The negative unemployment figures for the first quarter of 2026 are another early warning signal of the shock that the global energy crisis is beginning to have on the South African economy and jobs.
Prof. Raymond Parsons, economist from the North-West University (NWU) Business School, says that while the economy has some resilience and economic buffers, these buffers are limited and partial, with – for now – little room to extend them.
The “green shoots” and incipient economic recovery that were apparent in South Africa in recent months have been jeopardised by negative global developments.
In commenting on the rise of unemployment as reported by the Quarterly Labour Force Survey, Prof. Parsons says the longer the Middle East conflict persists, the greater the downside risks to growth and employment are in the rest of 2026.
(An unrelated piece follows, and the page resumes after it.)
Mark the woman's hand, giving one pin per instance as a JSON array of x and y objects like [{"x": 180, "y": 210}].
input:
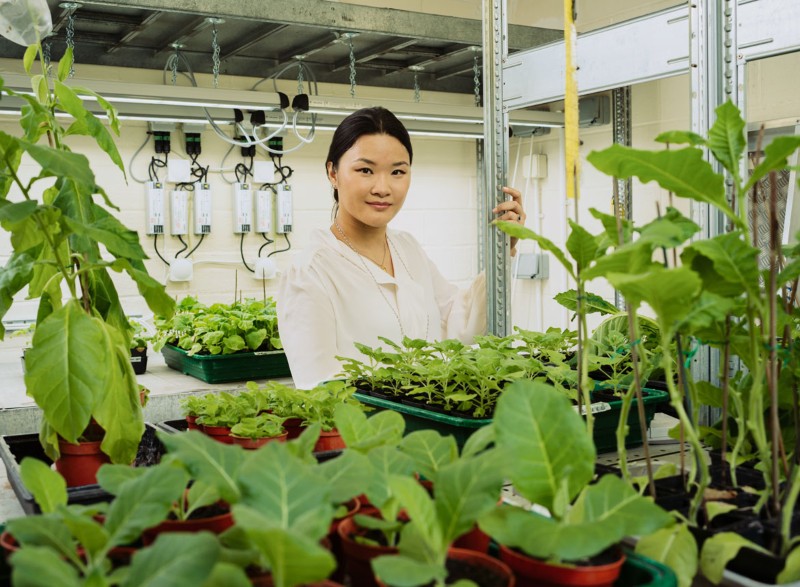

“It is clearly in South Africa’s economic interests to see an early end to the United States-Iran war. The two biggest internal laggards in the economy are an inadequate thrust in infrastructural activity, and as yet insufficient levels of fixed investment. Both could be more responsive to intensified economic action, which would help to keep the gross domestic product growth rate in positive territory this year.”
Prof. Parsons says that, also on the positive side, although under renewed pressure, overall household spending may be resilient enough and have sufficient momentum to offset some of the external shocks to the economy this year.
“One of the key factors shaping levels of business and consumer confidence this year will nonetheless be how soon the South African Reserve Bank (SARB) will be compelled to raise interest rates to counter rising cost-inflation in relation to its 3% inflation target. At its next meeting on 28 May the Monetary Policy Committee will need to decide, on the basis of the data available, whether there are already second-round effects developing from emerging headline inflation that have to be countered, or whether it can afford to wait and see for now.”
Prof. Parsons points out that the global reaction from other central banks, which, like the SARB, enjoy high credibility, is that they will not yet rush into interest rate hikes that may unnecessarily damage growth and employment. These considerations will no doubt weigh with the SARB in arriving at its decision later this month.